Monición al Evangelio: (Mt 22, 34-40)

Luego de Jesús haber dejado sin palabras a los herodianos y fariseos al dejar claro cuál era su posición frente al poder secular, un fariseo quiere tentarlo de nuevo. Hoy escucharemos una respuesta de Jesús que nos coloca en lo esencial de la ley. ¿Qué es lo fundamental, qué es lo esencial a la hora de llevar el Evangelio a los pueblos que no lo conocen o a la hora de cumplir lo mandado? Sólo existe un mandamiento cristiano que resume a todos: el mandamiento del amor. En la medida que amamos al prójimo como Dios nos ama, lo cumplimos. Y en la Eucaristía lo celebramos. Escuchemos.

Oración de los fieles

S. / Dios nos ama y sabe lo que necesitamos; por eso abrimos con confianza nuestro corazón a la oración diciendo:

R./ Padre nuestro, escúchanos.

· Por el Papa, para que fomente en toda la Iglesia la conciencia del amor universal y de la responsabilidad por la evangelización de todos los pueblos. Oremos.

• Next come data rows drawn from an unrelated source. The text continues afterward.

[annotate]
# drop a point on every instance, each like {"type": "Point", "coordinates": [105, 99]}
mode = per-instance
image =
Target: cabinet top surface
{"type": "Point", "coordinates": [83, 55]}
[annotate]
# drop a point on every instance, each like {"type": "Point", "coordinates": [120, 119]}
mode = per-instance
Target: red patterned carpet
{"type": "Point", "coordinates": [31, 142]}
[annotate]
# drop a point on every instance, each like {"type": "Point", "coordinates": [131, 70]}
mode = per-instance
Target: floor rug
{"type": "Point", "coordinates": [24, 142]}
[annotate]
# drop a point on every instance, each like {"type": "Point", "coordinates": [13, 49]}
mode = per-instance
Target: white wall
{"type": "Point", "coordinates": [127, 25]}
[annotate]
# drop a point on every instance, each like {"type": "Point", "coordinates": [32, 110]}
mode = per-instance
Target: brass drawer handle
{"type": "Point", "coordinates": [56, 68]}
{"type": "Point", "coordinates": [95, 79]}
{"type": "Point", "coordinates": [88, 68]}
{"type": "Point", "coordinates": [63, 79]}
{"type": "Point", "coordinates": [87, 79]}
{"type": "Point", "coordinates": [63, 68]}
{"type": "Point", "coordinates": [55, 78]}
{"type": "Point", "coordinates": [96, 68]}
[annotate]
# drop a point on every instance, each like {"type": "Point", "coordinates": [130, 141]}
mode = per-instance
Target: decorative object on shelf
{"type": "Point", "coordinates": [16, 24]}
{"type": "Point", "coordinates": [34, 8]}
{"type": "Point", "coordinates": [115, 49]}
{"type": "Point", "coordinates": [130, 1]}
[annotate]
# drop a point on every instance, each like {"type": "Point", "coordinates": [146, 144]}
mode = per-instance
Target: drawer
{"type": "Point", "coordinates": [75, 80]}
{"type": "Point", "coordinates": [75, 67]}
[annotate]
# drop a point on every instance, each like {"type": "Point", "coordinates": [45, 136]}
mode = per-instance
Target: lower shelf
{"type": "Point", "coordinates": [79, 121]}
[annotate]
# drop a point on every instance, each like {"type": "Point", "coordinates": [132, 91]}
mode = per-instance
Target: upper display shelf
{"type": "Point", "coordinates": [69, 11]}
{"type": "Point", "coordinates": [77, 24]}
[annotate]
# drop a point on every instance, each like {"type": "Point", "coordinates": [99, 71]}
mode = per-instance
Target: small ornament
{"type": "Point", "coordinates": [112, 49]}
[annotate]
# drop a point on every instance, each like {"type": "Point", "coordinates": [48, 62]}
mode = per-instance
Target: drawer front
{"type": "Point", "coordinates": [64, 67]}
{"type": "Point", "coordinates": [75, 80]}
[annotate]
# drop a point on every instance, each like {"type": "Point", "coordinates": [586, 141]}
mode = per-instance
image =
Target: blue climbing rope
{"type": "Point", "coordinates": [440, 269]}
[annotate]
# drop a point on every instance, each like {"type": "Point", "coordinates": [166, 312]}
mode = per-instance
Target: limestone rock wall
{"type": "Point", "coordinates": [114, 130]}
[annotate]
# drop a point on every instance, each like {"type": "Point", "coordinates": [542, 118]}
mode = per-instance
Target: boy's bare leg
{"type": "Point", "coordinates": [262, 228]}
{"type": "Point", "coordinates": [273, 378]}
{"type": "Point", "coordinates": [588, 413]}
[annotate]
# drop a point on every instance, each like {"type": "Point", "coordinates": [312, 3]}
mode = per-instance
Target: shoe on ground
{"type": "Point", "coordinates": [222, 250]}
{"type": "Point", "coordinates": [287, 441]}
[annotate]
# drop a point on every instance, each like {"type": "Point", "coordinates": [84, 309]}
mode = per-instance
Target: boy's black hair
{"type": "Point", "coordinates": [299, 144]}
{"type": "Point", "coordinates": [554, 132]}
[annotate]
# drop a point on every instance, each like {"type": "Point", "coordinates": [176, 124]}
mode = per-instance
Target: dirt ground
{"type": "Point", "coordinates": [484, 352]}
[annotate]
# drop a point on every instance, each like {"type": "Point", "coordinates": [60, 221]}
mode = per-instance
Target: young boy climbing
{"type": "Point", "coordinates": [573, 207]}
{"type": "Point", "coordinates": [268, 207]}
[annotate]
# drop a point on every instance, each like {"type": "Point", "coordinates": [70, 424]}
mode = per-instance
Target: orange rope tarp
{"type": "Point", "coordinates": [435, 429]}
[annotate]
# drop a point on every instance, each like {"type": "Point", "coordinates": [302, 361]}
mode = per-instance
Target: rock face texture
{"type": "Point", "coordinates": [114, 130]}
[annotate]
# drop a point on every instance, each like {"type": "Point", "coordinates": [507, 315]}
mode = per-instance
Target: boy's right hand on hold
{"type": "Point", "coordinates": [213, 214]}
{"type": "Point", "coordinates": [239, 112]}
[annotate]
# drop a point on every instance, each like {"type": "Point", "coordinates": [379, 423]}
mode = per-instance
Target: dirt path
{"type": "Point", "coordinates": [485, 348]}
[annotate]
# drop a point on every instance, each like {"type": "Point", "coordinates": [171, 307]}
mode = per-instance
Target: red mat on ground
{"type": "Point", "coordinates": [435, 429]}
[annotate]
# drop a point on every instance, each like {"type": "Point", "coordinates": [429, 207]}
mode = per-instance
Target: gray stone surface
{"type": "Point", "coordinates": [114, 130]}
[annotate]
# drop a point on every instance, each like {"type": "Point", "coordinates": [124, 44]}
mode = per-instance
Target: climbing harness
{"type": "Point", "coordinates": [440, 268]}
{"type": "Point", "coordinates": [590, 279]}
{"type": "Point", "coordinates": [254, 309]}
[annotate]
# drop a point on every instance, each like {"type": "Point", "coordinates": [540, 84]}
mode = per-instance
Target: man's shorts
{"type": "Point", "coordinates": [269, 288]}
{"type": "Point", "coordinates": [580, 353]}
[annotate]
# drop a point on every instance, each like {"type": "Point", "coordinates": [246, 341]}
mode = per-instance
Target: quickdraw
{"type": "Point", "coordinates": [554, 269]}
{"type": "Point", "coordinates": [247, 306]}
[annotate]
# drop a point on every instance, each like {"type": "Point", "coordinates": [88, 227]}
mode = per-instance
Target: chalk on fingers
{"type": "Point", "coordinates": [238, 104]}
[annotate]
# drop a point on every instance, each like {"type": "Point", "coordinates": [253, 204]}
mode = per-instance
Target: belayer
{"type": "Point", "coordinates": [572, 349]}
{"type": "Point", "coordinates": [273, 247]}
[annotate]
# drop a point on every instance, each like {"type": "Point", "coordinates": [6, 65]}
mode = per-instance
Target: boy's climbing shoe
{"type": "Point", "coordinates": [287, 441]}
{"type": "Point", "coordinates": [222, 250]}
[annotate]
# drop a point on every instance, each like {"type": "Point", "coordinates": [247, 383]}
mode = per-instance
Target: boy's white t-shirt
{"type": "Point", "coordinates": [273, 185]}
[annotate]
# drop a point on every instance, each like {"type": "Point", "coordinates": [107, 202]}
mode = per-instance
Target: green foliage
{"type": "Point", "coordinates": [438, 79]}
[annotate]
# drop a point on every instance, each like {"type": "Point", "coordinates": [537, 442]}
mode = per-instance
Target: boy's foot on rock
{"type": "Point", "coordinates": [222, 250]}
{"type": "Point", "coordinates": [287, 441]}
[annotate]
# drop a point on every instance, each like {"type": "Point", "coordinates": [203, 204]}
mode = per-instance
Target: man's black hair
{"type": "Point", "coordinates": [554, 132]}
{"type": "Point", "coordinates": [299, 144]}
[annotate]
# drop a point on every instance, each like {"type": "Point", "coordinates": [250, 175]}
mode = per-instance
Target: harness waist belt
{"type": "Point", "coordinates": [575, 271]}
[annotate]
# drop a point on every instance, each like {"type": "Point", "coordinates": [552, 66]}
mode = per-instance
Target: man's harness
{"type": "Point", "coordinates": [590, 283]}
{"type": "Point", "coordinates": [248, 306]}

· Por los obispos, sacerdotes y todos los agentes de pastoral, para que cuiden siempre la formación misionera de todo el pueblo de Dios de modo que se sienta enviado a la misión. Oremos.

· Por los misioneros y misioneras esparcidos por todo el mundo, para que el amor a Dios y al prójimo sea siempre la fuerza y el único criterio de todas sus actividades. Oremos.

· Por las personas que sufren en su cuerpo o en su espíritu, para que el amor de Dios y la cercanía de los demás les llenen de esperanza. Oremos.

· Por todas las comunidades cristianas, para que sean generosas en su cooperación misionera universal, tanto en la espiritual y en la económica, como en la vocacional. Oremos.

· Por nosotros, para que la escucha de la Palabra y la celebración de la eucaristía nos impulsen a amar y nos lleven a dar cumplimiento al envío del Señor a sus discípulos. Oremos.

S. / Recibe, Padre, las oraciones que te presentamos y haznos generosos en el servicio a ti y al prójimo. Por Jesucristo, nuestro Señor. Amén.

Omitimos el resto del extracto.